A recent study conducted by Abeler, K. et al. [36] investigated the relationship between chronic primary musculoskeletal pain (CPMP), sleep quality, and mental distress in 56 patients over two seven-day data-collection periods in summer and winter. The results revealed that pain significantly affected sleep quality and marginal sleep duration, while sleep quality tentatively predicted next-day pain. Mental distress was the strongest predictor of pain but did not modify the sleep–pain associations or seasons. Similarly, Merkus, S.L. et al. [37] examined the association between neck and shoulder pain intensity (NSPi) and the composite metric of arm elevation and trapezius activity (neck/shoulder load) among 118 construction and healthcare workers over 2 years. It was found that time spent in 0.5–7.0% maximum voluntary effort (MVE) had the largest association with changes in NSPi. Furthermore, among those pain-free at baseline, medium and high neck/shoulder load contributed the most to explaining changes in NSPi. However, the neck/shoulder load composite metric did not show a stronger association with the course of NSPi than arm elevation or trapezius activity alone. These findings suggest that CPMP, sleep quality, and mental distress are closely related and should be considered when assessing and treating chronic pain patients.

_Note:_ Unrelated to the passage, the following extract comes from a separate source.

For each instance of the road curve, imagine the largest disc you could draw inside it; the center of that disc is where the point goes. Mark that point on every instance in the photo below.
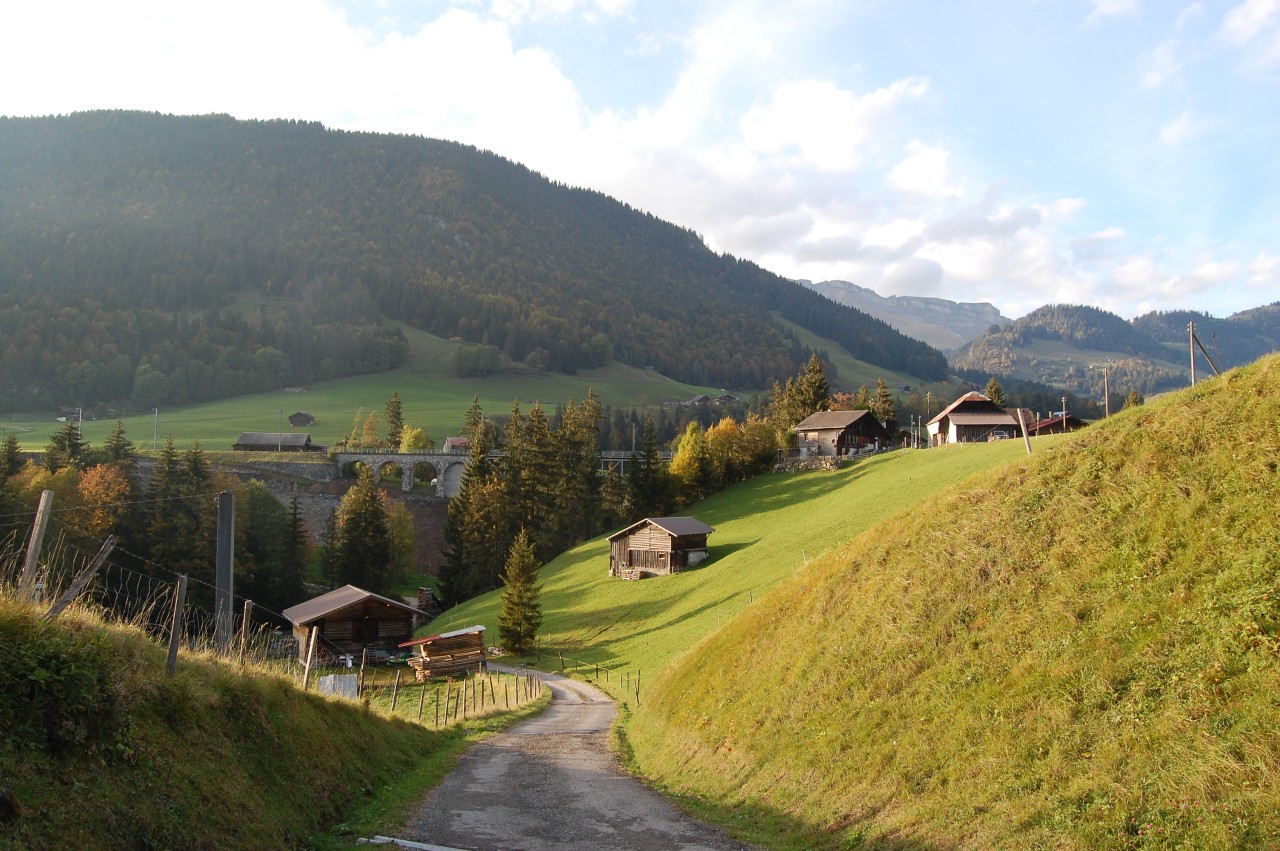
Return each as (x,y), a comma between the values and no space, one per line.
(552,782)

4.4. Miscellaneous Factors That Affect Pain Prediction

Sarwar et al. [38] investigated machine learning and rest–activity circadian rhythm features in patients to predict chronic pain passively. The proposed PainRhythms approach achieved impressive results, with an average AUC-ROC of 0.97 for predicting pain, 0.67 and 0.62 for pain intensity and interference, and 0.56 for physical function, using actigraphy data to extract features such as activity, sleep, and Intradaily Variability (IV). Notably, IV was the most predictive feature, with higher pain values associated with disturbed sleep. While this study provides promising evidence of the ability of rest–activity rhythms to detect chronic pain, more research is needed to confirm these findings on a larger, more diverse, and class-balanced dataset.
Kiernan et al.’s [39] study also demonstrated the utility of activity monitors in predicting injury. Their research found that injured runners have significantly higher peak vertical ground reaction forces (vGRFs) and weighted cumulative loading (sum of peak vGRFs weighted to the ninth power) than uninjured runners. The data were collected using a hip-mounted activity monitor to quantify the loading profiles (load magnitude–number combinations) for nine collegiate athletes over a 60-day period across 419 runs. According to the findings of this study, activity monitors can be used to test hypotheses, develop injury prediction models, and design and adjust athlete- and loading-specific training programs and feedback (see Table 1).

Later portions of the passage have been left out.